On this first observance of Patriot Day
We remember and honor those who perished
In the terrorist attacks of September 11, 2001.
We will not forget the events of that terrible morning
Nor will we forget how Americans responded
In New York, at the Pentagon,
And in the skies over Pennsylvania
With heroism and selflessness;
With compassion and courage;
And with prayer and hope.
(Presidential Proclamation: George W. Bush – 2002)


I never thought I’d attend a 9/11 Memorial Concert. I usually ignore all the citywide events, and the concerts, memorials, and specials on TV and radio. I was stunned by the scenes and events of that day in September in 2001, and never felt the need to relive it.
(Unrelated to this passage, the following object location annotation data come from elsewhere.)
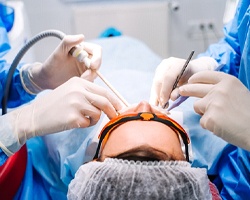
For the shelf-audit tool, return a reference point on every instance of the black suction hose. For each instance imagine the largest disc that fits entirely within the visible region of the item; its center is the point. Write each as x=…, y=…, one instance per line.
x=26, y=47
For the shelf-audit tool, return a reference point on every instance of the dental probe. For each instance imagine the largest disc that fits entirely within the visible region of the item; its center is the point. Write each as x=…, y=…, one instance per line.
x=181, y=99
x=180, y=74
x=82, y=56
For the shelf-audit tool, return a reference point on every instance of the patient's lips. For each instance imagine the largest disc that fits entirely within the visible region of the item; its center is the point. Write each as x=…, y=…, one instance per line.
x=143, y=106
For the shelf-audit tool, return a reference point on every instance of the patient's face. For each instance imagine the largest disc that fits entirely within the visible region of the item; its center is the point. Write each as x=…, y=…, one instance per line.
x=143, y=140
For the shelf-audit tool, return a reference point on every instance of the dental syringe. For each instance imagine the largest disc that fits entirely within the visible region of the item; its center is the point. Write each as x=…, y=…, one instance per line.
x=82, y=56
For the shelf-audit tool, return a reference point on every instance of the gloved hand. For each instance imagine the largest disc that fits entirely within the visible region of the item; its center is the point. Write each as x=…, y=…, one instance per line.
x=60, y=66
x=75, y=104
x=224, y=105
x=167, y=72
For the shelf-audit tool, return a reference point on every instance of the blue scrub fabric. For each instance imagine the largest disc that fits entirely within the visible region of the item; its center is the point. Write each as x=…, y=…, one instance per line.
x=233, y=178
x=54, y=159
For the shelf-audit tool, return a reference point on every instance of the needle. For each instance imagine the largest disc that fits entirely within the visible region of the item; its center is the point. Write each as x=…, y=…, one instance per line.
x=180, y=75
x=82, y=56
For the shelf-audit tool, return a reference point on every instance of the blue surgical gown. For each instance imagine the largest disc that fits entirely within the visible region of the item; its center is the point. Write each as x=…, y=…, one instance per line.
x=233, y=50
x=232, y=167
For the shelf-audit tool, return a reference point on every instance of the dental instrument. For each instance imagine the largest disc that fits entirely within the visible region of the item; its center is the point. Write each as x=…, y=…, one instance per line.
x=181, y=99
x=181, y=73
x=82, y=56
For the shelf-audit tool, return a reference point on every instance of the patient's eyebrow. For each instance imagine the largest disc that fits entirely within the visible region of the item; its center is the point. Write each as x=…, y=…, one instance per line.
x=143, y=153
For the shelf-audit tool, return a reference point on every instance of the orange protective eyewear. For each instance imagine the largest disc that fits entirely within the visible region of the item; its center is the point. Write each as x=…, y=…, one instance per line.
x=144, y=116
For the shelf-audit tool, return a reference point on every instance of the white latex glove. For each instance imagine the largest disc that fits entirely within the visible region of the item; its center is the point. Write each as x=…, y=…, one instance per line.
x=76, y=103
x=60, y=66
x=167, y=72
x=224, y=105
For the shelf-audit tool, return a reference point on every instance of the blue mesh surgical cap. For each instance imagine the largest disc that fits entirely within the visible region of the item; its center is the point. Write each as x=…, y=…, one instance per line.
x=122, y=179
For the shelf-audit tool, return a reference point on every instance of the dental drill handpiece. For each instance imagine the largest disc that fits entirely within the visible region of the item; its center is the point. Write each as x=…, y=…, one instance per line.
x=82, y=56
x=181, y=99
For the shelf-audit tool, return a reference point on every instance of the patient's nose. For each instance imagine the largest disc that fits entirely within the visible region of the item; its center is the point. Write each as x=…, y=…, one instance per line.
x=143, y=106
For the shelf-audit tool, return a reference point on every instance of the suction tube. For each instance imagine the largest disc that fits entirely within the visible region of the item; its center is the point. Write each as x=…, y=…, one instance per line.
x=19, y=56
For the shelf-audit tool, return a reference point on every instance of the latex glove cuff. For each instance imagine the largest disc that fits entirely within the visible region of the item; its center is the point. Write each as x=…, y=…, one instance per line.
x=203, y=63
x=27, y=79
x=9, y=142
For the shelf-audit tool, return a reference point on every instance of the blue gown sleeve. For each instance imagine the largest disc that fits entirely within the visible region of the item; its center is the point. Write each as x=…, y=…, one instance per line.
x=228, y=50
x=3, y=157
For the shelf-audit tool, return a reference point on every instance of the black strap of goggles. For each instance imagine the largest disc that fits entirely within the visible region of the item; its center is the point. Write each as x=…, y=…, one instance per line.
x=137, y=117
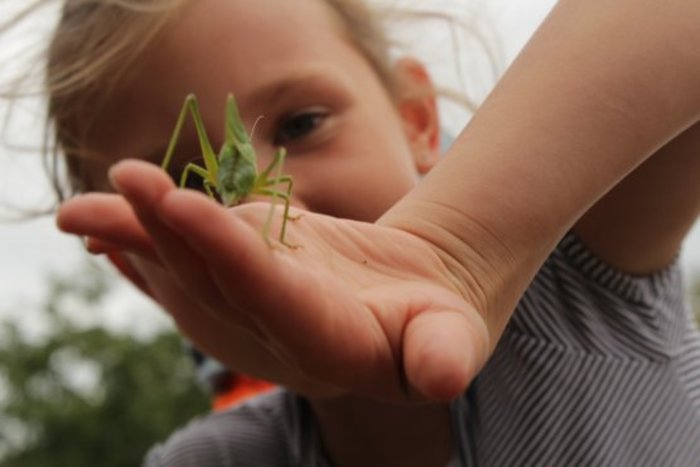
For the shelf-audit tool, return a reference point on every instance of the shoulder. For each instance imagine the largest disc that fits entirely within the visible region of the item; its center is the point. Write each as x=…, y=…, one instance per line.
x=263, y=431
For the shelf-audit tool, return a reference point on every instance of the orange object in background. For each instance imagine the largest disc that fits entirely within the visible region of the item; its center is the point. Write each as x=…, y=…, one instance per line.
x=232, y=389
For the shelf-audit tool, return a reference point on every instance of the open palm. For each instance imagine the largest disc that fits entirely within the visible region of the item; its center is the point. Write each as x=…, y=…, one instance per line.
x=355, y=308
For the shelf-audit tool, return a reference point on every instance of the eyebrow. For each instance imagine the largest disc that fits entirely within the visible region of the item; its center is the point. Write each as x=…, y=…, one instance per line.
x=272, y=92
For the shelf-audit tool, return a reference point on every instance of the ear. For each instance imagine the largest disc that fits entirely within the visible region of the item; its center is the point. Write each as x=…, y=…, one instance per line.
x=417, y=104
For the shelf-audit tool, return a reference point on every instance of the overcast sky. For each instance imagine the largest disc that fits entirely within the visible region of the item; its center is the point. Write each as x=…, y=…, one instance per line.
x=30, y=249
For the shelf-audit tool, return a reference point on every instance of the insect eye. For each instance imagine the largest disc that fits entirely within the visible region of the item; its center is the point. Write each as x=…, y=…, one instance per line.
x=299, y=125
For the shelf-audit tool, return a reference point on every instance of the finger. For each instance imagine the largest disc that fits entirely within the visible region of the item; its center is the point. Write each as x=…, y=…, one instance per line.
x=144, y=185
x=301, y=309
x=444, y=349
x=110, y=222
x=125, y=267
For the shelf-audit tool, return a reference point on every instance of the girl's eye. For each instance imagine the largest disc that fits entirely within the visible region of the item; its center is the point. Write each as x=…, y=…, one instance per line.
x=299, y=125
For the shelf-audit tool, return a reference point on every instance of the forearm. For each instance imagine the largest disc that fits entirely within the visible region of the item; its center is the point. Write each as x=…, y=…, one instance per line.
x=597, y=90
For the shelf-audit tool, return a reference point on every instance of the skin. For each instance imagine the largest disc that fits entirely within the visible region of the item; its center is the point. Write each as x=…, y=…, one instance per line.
x=358, y=151
x=610, y=153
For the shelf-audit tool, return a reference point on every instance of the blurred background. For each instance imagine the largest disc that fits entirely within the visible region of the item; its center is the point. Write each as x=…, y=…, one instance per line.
x=87, y=365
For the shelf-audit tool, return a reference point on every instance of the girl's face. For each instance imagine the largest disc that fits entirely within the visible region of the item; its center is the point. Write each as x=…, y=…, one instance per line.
x=351, y=152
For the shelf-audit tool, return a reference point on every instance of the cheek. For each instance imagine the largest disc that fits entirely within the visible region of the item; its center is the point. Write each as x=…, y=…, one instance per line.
x=356, y=187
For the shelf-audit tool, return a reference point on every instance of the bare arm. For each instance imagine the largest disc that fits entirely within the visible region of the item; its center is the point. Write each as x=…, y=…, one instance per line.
x=600, y=88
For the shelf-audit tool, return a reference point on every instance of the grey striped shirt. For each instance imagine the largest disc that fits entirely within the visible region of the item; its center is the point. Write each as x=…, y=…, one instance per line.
x=596, y=368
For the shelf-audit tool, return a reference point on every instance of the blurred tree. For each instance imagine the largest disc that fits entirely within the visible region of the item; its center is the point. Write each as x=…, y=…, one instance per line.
x=89, y=396
x=695, y=297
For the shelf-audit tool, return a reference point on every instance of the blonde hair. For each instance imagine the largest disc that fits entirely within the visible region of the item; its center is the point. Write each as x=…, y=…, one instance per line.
x=95, y=44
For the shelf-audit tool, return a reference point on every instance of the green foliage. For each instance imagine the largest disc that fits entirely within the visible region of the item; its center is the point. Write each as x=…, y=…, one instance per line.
x=695, y=298
x=88, y=396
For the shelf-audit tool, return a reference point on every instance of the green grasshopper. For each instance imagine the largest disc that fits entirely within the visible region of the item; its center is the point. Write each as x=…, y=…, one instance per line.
x=233, y=173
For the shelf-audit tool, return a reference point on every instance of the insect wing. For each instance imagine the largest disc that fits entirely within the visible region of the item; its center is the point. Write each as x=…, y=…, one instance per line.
x=236, y=176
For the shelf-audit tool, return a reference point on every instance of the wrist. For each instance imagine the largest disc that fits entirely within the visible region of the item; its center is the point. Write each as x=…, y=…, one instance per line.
x=488, y=270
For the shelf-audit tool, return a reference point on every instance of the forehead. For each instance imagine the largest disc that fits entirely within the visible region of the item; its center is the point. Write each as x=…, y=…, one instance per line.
x=215, y=47
x=243, y=41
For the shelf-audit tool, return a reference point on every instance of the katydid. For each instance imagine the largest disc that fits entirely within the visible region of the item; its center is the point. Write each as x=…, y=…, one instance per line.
x=233, y=173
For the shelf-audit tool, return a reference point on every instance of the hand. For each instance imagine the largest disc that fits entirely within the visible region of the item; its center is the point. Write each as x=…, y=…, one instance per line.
x=355, y=308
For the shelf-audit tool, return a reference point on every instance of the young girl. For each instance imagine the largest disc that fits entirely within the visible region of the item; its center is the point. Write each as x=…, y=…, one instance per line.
x=566, y=199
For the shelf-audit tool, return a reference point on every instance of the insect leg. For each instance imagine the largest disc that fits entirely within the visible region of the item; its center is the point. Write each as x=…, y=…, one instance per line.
x=194, y=169
x=210, y=161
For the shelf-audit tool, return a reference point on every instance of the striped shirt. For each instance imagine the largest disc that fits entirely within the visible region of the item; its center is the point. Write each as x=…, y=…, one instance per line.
x=595, y=368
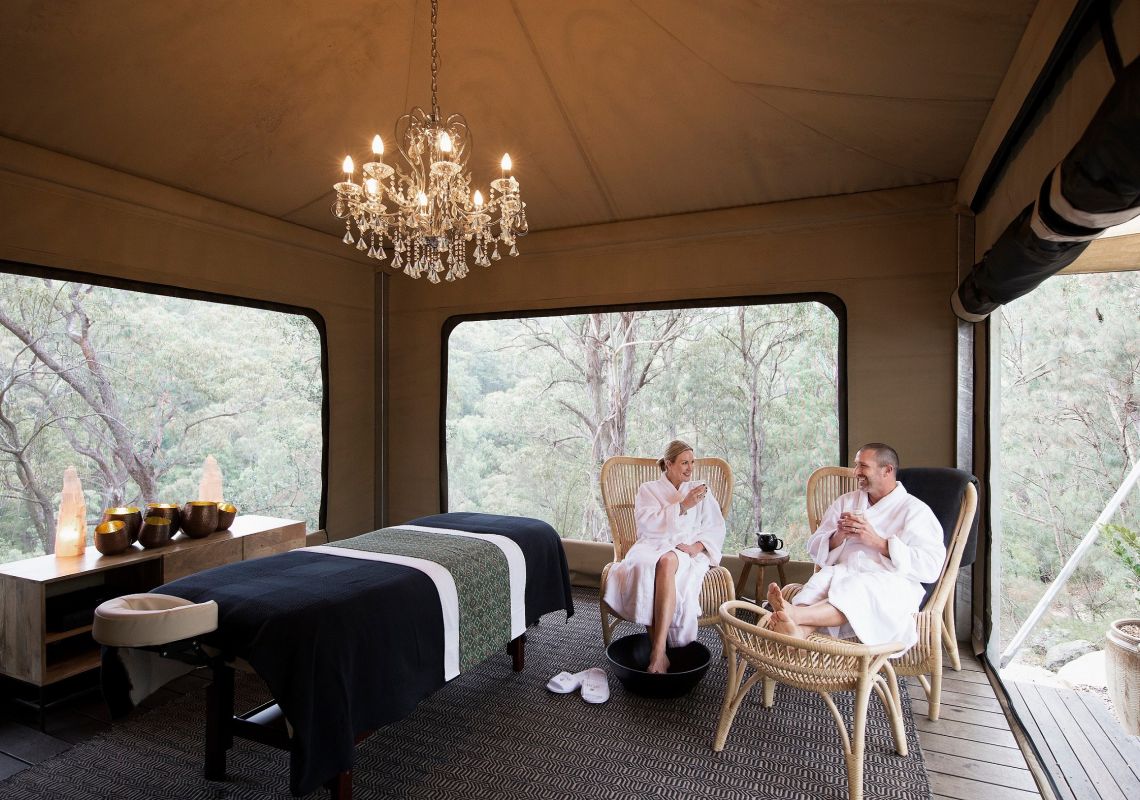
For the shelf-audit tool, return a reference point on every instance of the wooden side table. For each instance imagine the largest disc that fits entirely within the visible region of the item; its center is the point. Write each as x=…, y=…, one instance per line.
x=754, y=556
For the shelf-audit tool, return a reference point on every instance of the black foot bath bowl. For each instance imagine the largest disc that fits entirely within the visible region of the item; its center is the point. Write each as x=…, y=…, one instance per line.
x=629, y=656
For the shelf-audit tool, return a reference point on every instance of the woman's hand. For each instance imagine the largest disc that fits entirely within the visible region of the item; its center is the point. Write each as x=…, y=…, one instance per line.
x=692, y=549
x=694, y=496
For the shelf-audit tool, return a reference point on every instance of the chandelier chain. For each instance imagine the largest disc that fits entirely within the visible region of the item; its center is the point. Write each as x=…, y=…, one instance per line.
x=434, y=58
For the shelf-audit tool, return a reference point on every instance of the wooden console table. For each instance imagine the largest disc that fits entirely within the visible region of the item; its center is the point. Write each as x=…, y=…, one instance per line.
x=47, y=604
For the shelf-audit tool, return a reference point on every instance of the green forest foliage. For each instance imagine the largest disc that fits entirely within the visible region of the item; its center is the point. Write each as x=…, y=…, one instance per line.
x=135, y=390
x=535, y=406
x=1069, y=433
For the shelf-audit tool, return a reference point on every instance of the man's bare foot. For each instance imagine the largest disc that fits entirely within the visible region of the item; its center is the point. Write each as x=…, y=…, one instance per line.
x=775, y=597
x=782, y=623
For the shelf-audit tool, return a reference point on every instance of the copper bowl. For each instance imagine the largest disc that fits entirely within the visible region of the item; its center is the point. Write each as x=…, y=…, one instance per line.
x=130, y=515
x=200, y=519
x=111, y=538
x=168, y=509
x=227, y=512
x=155, y=532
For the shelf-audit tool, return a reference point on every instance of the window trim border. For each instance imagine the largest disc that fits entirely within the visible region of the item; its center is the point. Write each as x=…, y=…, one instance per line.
x=185, y=293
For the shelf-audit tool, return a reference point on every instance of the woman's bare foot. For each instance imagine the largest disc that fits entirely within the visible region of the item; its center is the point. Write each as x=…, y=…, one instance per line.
x=782, y=623
x=775, y=597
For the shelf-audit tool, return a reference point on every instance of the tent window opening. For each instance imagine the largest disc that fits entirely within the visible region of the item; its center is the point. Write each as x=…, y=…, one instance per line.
x=535, y=405
x=136, y=389
x=1068, y=440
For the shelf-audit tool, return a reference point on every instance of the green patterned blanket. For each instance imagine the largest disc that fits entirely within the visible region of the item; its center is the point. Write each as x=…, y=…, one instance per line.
x=481, y=579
I was the principal of Van Nuys Middle School on the day the Twin Towers fell in New York, and the father of a family on that day when life in America changed forever. Nothing would ever be the same again. We would never participate in public events such as sports, entertainment, airplane travel, or large venue happenings in quite the same way. Our national lives changed in the way a personal life changes after the death of a very close friend or family member. Everything is different the next day, the next month, and the next year, until the difference becomes the norm and we don’t feel the strangeness anymore. So when I first received my brother Eddie’s invitation on Facebook to attend a performance of a Patriot Day Concert on September 11th, I smiled, thought it was nice, and put it out of my head. It wasn’t until he called a few weeks later to ask if I could help him with the event that I took it seriously. Eddie was assisting his wife, Tamsen, who was the concertmaster of the event, and needed family reinforcements, so I agreed to help. For me, the event was not about national sentiment, but rather, about family need and support.




I’ve heard and read how many Americans claim to remember everything that happened on September 11th, 2001. I don’t. The day was a kaleidoscope of events, emotions, and scenes. I only remember:

  • Kathy waking me up and saying there was something wrong happening on TV.

  • Hearing conflicting reports on the television newscast about a high-rise fire in the Twin Tower Building in New York, or of an airplane accident in that city.

  • Feeling annoyed and worried about the lack of factual information, and the seemingly wild speculations being offered by the announcers. The school year had just begun, and chaotic or panic inducing misinformation would be difficult to manage without well-established procedures and plans already in place.

  • Seeing smoke rising from one of the twin towers on TV and believing it was simply a high-rise fire.

  • Hearing the report that a plane had crashed into the Pentagon.

  • Seeing the tape of a second plane crashing into another tower.

  • Showering for work and wondering what was going on in New York and Washington D.C.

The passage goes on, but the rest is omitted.